Integration development is never really complete. Third-party APIs change, and changes in your own product can sometimes necessitate changes to your integrations. As you scale, you often add deeper functionality and additional configuration options to your integrations so they can serve a broader, increasingly diverse customer base. After "finishing" and deploying an integration, you'll inevitably need to update and maintain it for years to come.
As your integrations change over time, it's important to be able to change them easily and track those changes in a way that you and your team can understand – both now and six months from now. It's also extremely important to have control over when and how you roll out those changes to customers – especially since you might have customers on different versions of third-party systems and therefore need to be able to support multiple versions of an integration simultaneously.
With all of that in mind, we created a versioning system within the Prismatic platform that lets your team:
- Update your integrations cleanly
- Quickly and easily deploy the exact versions of integrations that each customer needs
In this post, let's walk through two Prismatic resources that have versioning – integrations and components – and talk about how to use versioning effectively when developing and deploying your integrations.
Integration versioning and deployment
We'll start by looking at how integration versioning works in Prismatic and after that look at component versioning.
Integration versioning helps you account for the iterative changes you make to your integrations. When you've tested an integration and are happy with the results, you click "Save & Publish" to create a new version of your integration that can be deployed to customers. The first time you publish your integration, it gets version "1". When you make, test, and publish some changes, the subsequent publications receive versions "2", "3", etc.
Each time you publish a version, you can include a comment summarizing what you changed (basically a commit message) to provide visibility to your team members.
I should note here that publishing a new version of an integration does not automatically deploy that version to customers who run that integration. Deploying integration changes willy-nilly like that would be unwise – we don't want to inadvertently change customers' live integrations with an accidental mis-click.
Plus, not all customers need the newest version of your integration – some, for example, might be stuck using a legacy version of a third-party service and need to stay on an older version of your integration. This also allows you to deploy a new integration version to a small subset of customers to work out any kinks before deploying it broadly.
Your team can choose who gets the new version and when, and the update does not require dev or DevOps involvement. Instead, customer-facing teams can easily make the update in Prismatic's simple management environment with just a few clicks. All they need to do is select the desired version of the integration to upgrade to, enter any missing configuration information, and click "Save and Deploy". There's no downtime for the customer, and no dev or DevOps time is required.

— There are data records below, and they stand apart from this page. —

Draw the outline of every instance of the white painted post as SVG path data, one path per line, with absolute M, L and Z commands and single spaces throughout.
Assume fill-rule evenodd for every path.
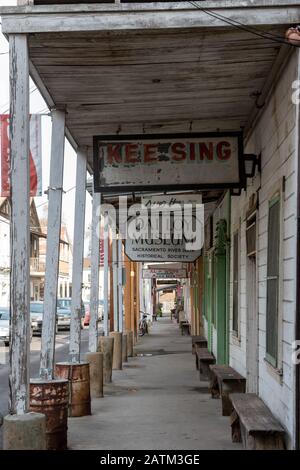
M 93 193 L 92 246 L 91 246 L 91 318 L 89 326 L 89 351 L 98 348 L 98 309 L 99 309 L 99 264 L 100 264 L 100 193 Z
M 52 111 L 50 184 L 48 188 L 48 226 L 45 272 L 44 314 L 41 344 L 40 377 L 54 378 L 59 240 L 63 192 L 65 148 L 65 112 Z
M 119 294 L 119 331 L 123 332 L 123 244 L 118 239 L 118 294 Z
M 119 331 L 118 318 L 118 260 L 116 235 L 112 239 L 112 263 L 113 263 L 113 299 L 114 299 L 114 331 Z
M 82 271 L 86 199 L 86 152 L 79 148 L 76 166 L 75 219 L 73 237 L 72 304 L 70 327 L 70 360 L 80 362 Z
M 10 60 L 10 413 L 29 406 L 29 58 L 25 34 L 9 37 Z
M 104 214 L 104 286 L 103 286 L 103 323 L 104 323 L 104 335 L 108 336 L 108 214 Z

If something goes wrong – say a customer needs to roll back a third-party service and your integration needs to be rolled back with it – reverting an instance to run a previous version of the integration is similarly straightforward. Your team can can click "Reconfigure", select a previous version of your integration, and click "Save and Deploy" again. Within a few seconds, your customer can be back to running a known working previous version of your integration.
For the sake of maintainability, you probably want to keep customers on newer versions of integrations. With that in mind, you can mark versions of your integrations as deprecated from the integration's Version History drawer. By toggling a version off, you prevent your team and your customers from deploying that version of the integration.
Component versioning
Now, let's look at component versioning.
As you know, integrations in Prismatic are built by stringing a series of components together. Obviously, Prismatic's built-in components – like the "copy files on an SFTP server" component – are usable in multiple integrations, but any custom components that you've built can also be used in multiple integrations.
The danger with shared code is that someone might add new functionality or otherwise modify the code to fix something they're working on, but in doing so may inadvertently break other things that rely on that same code. That's obviously not great. It's the reason package managers like NodeJS's npm and Python's poetry, etc. have version lock files – you don't want code you depend on to be swept out from under you.
Like Node or Python packages in your code base, components that your integration is built from are similarly versioned. Each time you run prism components:publish
on one of your custom components, a new version of that component is published. (Like integrations, component versioning follows a similar scheme – version 1, 2, 3, etc.)
Integrations are not automatically upgraded to use the latest versions of your components. That prevents a colleague from updating a custom component and inadvertently breaking other integrations that rely on it. Instead, you can choose to update and test newer versions of components in your integrations when it's convenient for you.
When a newer version of one or more components is available, you'll see a notification in the integration designer:
Simply click that notification to see which components have newer versions available and update them if you desire.
Prismatic's built-in components work the same way. We're constantly making improvements to the built-in components we offer, such as adding additional actions, but you retain control over when to update your integrations to use newer component versions.